Like Case 1, Case 2 illustrates possible conflicts that can arise with patients or family members about withholding or withdrawing futile interventions. Ventilator support clearly produces a physiologic effect by contracting and expanding the patient’s lungs with oxygen. Yet this does not suffice to show that the treatment helps the patient, which is medicine’s goal. If the patient will never leave the intensive care unit, does ventilator support constitute a benefit to the patient?  A central issue this case raises concerns qualitative futility, namely: does the patient’s quality of life fall well below a threshold considered minimal? If you and other members of the health care team agree that the interventions in question would be qualitatively futile, the goal should be to withdraw or withhold these interventions. Achieving this goal requires working in tandem with the patient and/or family, as well as drawing upon resources, such as social workers, hospital chaplains, and ethics committees. If there is no professional consensus about the futility of a particular intervention, then there is no ethical basis for overriding the requests of patients and/or family members for that intervention.  

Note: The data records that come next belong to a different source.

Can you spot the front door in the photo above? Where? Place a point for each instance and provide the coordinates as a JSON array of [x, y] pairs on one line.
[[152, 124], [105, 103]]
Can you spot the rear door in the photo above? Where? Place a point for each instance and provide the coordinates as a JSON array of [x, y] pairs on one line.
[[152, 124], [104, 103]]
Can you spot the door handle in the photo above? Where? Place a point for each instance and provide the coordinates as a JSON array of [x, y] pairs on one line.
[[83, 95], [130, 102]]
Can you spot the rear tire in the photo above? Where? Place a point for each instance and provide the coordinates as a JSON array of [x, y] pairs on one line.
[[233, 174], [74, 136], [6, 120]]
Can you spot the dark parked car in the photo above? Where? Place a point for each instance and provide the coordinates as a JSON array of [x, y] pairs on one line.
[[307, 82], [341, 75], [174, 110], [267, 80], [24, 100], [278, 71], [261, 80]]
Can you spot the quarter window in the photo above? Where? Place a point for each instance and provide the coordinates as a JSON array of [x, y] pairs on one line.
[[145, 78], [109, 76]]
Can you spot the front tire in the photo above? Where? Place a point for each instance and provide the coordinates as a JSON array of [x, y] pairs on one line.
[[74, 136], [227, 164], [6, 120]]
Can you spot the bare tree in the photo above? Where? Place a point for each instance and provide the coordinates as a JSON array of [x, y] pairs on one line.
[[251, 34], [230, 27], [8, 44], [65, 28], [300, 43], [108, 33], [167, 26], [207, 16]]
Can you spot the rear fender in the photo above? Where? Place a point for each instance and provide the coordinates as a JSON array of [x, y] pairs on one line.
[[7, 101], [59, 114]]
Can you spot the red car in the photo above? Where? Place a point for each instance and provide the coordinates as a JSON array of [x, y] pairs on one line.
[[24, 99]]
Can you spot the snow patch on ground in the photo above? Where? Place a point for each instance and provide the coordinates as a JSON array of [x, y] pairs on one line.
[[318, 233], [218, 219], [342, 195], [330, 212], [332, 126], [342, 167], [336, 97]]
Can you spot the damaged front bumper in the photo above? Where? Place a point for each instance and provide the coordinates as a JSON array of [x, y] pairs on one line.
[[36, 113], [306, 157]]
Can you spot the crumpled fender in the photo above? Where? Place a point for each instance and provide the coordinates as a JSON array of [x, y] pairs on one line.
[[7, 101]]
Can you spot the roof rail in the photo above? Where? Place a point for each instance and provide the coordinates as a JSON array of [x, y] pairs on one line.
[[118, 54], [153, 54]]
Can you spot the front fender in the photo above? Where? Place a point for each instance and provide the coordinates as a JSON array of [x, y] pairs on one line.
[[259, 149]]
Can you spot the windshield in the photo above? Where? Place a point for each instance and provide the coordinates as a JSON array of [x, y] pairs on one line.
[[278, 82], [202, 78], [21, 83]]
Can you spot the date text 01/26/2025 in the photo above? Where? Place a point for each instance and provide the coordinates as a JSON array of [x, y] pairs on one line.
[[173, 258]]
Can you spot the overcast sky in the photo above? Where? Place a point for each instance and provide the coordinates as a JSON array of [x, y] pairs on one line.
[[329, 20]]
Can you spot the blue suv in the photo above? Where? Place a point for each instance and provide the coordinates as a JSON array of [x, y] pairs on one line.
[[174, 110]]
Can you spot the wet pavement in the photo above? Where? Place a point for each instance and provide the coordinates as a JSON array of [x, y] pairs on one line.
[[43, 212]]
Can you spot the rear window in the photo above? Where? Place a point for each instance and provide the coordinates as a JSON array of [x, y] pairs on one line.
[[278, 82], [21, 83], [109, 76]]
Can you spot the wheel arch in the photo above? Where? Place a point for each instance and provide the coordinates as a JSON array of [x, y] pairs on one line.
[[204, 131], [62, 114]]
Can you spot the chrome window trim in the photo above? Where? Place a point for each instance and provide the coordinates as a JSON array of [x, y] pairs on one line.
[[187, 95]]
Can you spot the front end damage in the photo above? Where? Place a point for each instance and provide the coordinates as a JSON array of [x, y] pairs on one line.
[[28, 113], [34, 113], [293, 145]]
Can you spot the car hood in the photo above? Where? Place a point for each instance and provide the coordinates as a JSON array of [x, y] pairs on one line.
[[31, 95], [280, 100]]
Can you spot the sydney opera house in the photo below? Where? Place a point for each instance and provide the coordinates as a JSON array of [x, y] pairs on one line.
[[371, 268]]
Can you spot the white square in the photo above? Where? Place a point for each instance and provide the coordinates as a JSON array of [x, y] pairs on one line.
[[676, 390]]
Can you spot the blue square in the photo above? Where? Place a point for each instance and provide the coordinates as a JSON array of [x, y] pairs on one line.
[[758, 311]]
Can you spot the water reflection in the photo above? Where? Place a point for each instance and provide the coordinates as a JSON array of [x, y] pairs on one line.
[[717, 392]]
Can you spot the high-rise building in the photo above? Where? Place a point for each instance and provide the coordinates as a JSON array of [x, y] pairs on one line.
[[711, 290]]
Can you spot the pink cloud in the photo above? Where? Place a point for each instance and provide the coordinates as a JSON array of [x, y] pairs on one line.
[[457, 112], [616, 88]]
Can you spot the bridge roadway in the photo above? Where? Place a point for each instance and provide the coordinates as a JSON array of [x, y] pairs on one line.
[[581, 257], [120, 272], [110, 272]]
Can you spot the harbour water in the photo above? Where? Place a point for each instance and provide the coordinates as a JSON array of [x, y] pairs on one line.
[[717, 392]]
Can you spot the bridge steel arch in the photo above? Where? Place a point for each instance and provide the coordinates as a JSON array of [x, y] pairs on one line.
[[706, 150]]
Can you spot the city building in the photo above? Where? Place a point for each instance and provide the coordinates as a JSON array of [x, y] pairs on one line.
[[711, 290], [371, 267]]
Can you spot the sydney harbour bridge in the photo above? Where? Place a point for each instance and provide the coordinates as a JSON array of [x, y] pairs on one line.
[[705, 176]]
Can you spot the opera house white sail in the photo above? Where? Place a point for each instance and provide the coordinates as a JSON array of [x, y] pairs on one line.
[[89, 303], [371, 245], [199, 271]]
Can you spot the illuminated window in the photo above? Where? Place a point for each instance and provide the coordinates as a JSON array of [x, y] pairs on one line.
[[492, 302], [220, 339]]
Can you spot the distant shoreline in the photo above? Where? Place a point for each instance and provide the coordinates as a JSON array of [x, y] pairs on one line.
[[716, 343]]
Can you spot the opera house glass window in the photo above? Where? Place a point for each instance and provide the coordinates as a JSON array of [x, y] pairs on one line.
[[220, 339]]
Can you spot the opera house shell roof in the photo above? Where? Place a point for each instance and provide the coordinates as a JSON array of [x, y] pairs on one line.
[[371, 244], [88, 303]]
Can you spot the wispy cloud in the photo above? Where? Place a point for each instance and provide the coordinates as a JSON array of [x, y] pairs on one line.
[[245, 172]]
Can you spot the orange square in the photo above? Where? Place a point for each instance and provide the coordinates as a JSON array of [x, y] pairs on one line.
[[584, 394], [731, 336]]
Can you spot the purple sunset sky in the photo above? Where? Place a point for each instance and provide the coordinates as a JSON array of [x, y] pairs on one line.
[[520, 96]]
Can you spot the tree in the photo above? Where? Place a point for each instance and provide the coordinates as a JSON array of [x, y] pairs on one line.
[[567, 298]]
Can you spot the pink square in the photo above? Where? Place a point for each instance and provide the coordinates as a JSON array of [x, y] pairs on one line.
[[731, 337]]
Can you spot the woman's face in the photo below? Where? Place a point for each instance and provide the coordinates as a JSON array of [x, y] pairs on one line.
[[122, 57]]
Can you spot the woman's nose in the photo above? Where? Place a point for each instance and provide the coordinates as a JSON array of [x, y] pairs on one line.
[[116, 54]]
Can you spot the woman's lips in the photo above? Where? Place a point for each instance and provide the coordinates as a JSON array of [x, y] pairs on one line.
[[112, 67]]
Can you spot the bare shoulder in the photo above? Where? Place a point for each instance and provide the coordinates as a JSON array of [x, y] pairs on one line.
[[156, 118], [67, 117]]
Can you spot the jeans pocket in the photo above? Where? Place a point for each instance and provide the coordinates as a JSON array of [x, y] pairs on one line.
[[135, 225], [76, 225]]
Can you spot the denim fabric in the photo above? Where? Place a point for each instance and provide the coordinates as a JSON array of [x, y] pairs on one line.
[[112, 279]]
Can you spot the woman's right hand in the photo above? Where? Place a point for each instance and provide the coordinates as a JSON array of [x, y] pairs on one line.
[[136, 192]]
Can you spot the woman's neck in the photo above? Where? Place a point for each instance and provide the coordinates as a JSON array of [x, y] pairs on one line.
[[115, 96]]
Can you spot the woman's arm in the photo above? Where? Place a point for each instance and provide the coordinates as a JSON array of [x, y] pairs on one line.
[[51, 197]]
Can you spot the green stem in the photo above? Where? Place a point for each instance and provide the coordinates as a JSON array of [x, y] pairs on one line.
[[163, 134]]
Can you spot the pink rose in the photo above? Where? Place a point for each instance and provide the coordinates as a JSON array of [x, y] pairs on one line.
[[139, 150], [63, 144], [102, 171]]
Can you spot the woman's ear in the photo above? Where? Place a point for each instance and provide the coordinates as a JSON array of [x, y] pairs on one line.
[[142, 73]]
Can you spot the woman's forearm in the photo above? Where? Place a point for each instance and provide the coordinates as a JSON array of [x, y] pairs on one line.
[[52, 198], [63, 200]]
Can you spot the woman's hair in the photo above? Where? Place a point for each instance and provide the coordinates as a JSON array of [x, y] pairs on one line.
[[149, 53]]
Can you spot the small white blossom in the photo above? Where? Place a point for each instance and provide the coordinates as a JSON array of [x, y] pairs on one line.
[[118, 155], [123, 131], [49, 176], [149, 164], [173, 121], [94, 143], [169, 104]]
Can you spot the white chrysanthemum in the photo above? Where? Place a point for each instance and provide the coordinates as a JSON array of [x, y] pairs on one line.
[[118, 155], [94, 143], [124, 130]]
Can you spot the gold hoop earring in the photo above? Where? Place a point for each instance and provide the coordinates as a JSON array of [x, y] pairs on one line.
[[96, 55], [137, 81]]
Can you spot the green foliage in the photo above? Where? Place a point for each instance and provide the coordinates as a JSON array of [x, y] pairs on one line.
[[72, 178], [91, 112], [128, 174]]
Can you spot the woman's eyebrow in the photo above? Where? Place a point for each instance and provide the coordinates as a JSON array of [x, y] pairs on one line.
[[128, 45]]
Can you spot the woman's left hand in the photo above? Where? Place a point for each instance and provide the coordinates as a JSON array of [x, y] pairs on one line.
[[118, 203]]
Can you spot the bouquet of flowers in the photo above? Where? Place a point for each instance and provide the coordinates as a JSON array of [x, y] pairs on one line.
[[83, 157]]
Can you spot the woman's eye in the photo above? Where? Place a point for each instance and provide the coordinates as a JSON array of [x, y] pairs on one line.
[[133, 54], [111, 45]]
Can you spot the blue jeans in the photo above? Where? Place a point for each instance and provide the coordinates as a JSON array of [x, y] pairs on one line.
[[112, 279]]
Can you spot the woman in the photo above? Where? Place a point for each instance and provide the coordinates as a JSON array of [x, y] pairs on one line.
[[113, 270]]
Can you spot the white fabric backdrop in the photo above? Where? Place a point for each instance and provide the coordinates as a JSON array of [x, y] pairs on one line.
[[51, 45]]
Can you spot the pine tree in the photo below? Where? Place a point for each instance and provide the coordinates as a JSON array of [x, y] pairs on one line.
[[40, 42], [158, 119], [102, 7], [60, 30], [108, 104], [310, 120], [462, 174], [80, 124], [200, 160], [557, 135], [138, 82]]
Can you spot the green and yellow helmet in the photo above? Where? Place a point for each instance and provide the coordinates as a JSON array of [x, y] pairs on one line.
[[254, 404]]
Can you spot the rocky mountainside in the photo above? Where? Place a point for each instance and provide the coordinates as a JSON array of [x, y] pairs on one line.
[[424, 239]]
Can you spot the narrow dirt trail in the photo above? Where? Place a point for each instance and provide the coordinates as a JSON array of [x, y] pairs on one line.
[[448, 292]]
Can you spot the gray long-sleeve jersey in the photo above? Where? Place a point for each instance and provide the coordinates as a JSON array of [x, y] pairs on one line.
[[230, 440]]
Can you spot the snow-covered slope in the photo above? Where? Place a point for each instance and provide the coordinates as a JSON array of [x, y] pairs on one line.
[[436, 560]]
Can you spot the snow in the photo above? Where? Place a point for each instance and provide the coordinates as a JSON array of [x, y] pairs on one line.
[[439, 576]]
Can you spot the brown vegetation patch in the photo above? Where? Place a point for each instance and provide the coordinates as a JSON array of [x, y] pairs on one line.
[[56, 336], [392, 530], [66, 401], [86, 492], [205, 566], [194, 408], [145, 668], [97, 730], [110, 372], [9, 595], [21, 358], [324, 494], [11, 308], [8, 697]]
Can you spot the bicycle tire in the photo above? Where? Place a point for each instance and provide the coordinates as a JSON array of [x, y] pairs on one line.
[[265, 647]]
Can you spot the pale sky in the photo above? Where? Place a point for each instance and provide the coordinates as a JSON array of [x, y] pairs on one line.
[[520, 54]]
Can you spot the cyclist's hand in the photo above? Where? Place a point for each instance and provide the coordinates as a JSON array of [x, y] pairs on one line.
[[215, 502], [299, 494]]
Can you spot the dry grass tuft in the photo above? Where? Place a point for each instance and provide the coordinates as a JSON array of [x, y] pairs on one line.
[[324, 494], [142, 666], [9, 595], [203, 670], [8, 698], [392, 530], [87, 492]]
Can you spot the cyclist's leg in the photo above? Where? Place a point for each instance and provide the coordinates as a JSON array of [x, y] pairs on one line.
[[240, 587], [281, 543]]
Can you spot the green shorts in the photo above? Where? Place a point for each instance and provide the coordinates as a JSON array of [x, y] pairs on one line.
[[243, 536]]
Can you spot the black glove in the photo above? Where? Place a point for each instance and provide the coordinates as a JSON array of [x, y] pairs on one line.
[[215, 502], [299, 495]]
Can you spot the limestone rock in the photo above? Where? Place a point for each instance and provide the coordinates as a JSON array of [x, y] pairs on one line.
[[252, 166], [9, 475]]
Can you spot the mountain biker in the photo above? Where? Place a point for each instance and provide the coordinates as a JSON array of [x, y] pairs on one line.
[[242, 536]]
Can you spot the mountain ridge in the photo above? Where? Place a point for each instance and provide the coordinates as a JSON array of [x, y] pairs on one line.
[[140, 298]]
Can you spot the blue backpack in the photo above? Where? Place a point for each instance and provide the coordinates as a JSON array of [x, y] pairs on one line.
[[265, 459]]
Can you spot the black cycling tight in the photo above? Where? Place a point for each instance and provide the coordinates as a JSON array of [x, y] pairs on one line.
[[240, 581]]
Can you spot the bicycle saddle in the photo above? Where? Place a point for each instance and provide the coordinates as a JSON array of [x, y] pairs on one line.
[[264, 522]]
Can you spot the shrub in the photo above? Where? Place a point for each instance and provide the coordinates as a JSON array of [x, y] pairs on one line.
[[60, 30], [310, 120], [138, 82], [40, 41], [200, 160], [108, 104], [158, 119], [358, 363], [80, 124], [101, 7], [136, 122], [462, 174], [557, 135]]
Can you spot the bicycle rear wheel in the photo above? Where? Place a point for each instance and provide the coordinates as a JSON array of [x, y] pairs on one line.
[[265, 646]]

An elderly man who lives in a nursing home is admitted to the medical ward with pneumonia. He is awake but severely demented. He can only mumble, but interacts and acknowledges family members. The admitting resident says that treating his pneumonia with antibiotics would be "futile" and suggests approaching the family with this stance.

Do you agree?

Case Discussion

In many cases, "futility" is used inaccurately to describe situations that appear undesirable. For this patient, treating pneumonia with antibiotics stands a reasonable chance of success. The patient's quality of life, though low, is not unacceptably so. Unless the patient (or if found incapacitated, his surrogate) were to say that he would find this quality of life unacceptably low, there is neither quantitative nor qualitative grounds for calling antibiotics futile in this case. Unlike Cases 1 and 2, in Case 3 there is a treatment available that benefits the patient.